Open notacoder-ui opened 3 years ago
And also I got this in my typo3 error log:
Mon, 21 Dec 2020 05:56:00 +0000 [ERROR] request="e909aaa824fb3" component="INM.InmGooglesitemap.Generators.SitemapGenerator": Extension inm_googlesitemap: Error Code: 5 --- Reason: Socket-stream timed out (timeout set to 5 sec).

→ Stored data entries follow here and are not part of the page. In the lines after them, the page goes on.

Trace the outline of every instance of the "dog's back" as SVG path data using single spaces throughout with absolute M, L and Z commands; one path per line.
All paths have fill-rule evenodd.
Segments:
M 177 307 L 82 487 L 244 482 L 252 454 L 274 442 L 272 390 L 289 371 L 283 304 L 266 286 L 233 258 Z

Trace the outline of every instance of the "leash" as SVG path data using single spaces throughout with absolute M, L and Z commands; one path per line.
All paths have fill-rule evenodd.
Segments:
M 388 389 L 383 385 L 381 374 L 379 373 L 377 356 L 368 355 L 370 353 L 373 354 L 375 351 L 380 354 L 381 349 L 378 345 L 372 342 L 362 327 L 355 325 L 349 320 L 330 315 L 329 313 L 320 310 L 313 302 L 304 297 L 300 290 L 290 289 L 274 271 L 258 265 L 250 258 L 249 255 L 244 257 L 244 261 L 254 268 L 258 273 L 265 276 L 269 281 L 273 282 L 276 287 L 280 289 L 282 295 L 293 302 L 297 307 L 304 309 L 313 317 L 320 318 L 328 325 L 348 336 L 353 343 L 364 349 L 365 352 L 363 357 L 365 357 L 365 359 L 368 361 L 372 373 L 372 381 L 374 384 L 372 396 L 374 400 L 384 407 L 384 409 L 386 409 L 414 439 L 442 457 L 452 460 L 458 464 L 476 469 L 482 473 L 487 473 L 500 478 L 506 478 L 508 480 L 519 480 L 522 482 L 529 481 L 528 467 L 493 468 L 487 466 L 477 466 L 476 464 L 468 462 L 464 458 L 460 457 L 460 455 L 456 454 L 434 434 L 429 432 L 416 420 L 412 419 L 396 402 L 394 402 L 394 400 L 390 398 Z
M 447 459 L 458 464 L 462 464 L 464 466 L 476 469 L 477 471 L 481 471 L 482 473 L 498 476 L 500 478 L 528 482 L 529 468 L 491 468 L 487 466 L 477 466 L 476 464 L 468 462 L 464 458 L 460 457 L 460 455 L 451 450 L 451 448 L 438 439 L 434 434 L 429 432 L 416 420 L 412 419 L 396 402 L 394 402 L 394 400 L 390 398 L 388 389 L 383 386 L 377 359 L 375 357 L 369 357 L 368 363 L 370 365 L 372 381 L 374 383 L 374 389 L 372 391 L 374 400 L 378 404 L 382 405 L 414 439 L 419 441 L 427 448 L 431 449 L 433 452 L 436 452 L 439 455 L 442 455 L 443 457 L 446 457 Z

This error log which made site to show the 503 error and restarting the php-fpm service showed the site again.
Please check this too
Hi @notacoder-ui , there may be that other rules overlay the stuff from your robots. Please provide more information: TYPO3 version, PHP version etc. And of course the settings you made in the Scheduler task are important.
Okay.
Typo3 version : 9.5.19 PHP version: 7.2.34 Settings in schedular:
Okay, well adding mailto
to regexDirectoryExclude
will not help you... this will exclude something like https://foo.tld/mailto/something
.
But you may add news-letter
here instead of the mailto
to exclude this path.
What you also can shorten is linkExtractionTags
: Update this field that you only have href
there.
I know, mailto
is also in a href.
But let me know if it's better now. If not I would have to check why mailto
is not omitted by default.
Hi @merzilla
I updated the settings as you said and ran the cron job. Site went to 503 mode and I got to see this in the error log:
Tue, 22 Dec 2020 05:05:01 +0000 [ERROR] request="08db8edc7ac5b" component="INM.InmGooglesitemap.Generators.SitemapGenerator": Extension inm_googlesitemap: Response Header not correct. Got HTTP Status Code 302 for URL https://www.xyz.de/mailto:%20%69n%66%6f%40%72eise%6cinie%2e%64e --- Complete Response Header: HTTP/1.1 302 Found Date: Tue, 22 Dec 2020 05:05:01 GMT Server: Apache X-Powered-By: PHP/7.2.34 location: /404fehler X-Powered-By: PleskLin X-UA-Compatible: IE=edge X-Content-Type-Options: nosniff Cache-Control: public, no-transform, must-revalidate Last-modified: Mon, 14 Dec 2020 10:10:10 GMT Content-Length: 0 Connection: close Content-Type: text/html; charset=UTF-8
Hi @merzilla
I need to update settings like some links should not be indexed while generating a sitemap.xml file. Is there any possibility that I can set it to avoid such a URL?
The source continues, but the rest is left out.